Thursday, June 13, 2013

Coromo in New York, parts 1703 - 1706




 1703. The name of the gallery was Corelli Contemporary. The owner’s name was Aldo Corelli. He was aware of the similarity to the famous Castelli name, but that didn’t matter, his name was Corelli, and that was that. He deliberately left the word gallery out of his sign, simply because everybody else used the word. This was one of the reasons Coromo was not able to find the listing on the Internet, and besides, Aldo did not have a web site, he considered it a matter of principle.





1704. About this business of the pictures of Coromo having been sold for seven thousand dollars, there was a simple explanation for that. For an entire year Aldo had the pictures in his storage, and in his inventory all six were priced between four hundred and eight hundred dollars. But then there was a long article in the Times about Outsider art.

1705. The article questioned the validity of the movement beginning with several examples of artists who were part of it but the author pointed out that these artists had degrees from art schools, and mentioned examples of graduates of Yale who, upon receiving their degrees, spent some time as assistants in the studios of well known outsider artists. The author used the sentence, “They received their Master’s Of Fine Art in Outsiderism.

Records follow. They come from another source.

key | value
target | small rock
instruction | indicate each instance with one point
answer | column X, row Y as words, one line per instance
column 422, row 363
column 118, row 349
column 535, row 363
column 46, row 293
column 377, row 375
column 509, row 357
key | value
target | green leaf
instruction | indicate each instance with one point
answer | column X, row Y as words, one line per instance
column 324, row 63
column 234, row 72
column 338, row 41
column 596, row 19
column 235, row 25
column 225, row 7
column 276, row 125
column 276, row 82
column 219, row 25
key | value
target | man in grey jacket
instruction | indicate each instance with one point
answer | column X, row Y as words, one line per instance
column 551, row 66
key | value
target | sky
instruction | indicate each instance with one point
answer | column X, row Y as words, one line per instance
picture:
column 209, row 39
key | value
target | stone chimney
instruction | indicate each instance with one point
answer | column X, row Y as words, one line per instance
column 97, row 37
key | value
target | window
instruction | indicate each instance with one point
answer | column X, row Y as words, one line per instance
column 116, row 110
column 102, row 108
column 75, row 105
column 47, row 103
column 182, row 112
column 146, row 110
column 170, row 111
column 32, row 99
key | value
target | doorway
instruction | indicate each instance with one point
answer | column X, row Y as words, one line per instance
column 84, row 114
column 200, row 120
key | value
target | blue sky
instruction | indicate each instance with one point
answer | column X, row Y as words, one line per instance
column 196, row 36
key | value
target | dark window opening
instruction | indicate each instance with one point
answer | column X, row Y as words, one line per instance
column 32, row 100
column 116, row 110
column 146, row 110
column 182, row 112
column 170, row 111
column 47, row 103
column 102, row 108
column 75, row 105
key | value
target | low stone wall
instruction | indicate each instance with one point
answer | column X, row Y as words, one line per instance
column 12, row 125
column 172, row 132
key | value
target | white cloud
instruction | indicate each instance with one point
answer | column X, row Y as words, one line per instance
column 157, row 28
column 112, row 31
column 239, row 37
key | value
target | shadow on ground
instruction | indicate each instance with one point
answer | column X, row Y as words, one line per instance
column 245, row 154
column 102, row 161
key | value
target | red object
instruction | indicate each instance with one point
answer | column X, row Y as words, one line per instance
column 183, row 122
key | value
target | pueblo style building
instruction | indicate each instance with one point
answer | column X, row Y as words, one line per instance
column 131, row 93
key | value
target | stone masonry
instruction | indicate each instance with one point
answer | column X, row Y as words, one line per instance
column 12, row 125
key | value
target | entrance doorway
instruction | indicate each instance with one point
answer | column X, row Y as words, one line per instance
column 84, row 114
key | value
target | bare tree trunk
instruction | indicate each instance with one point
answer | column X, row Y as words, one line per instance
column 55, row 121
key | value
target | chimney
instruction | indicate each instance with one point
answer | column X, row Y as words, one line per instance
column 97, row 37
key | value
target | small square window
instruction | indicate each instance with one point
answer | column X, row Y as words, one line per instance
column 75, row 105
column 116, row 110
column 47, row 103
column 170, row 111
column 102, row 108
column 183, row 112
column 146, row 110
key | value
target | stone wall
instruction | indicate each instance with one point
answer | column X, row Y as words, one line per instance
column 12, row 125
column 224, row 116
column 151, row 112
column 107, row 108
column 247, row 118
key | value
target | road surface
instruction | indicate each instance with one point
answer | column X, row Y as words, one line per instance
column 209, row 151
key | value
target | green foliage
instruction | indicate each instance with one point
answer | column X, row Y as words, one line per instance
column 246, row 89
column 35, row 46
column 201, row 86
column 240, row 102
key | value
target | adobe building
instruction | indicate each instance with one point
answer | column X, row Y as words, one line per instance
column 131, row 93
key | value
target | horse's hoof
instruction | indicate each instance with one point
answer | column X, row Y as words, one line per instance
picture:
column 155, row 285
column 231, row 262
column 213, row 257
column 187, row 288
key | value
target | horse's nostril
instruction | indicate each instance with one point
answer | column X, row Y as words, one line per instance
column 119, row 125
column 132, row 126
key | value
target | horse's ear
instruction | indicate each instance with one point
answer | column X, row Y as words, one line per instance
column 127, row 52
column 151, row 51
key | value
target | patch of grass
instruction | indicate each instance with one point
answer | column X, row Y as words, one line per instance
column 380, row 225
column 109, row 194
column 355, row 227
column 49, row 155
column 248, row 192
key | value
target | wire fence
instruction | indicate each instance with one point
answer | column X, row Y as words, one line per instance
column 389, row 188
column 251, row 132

1706. One had to get three quarters of the way through the article before he began singing the praises of the paranoid schizophrenics like Adolph Wolfli, ending with the sentence. “The only authentic pictorial art of our time is that which was never intended to be art, never intended to be framed, sold of even looked at by anyone. The real art of our century was created only to serve as a moment by moment attempt to save the soul of the dammed, suffering the torments of a personal hell of their own creation.”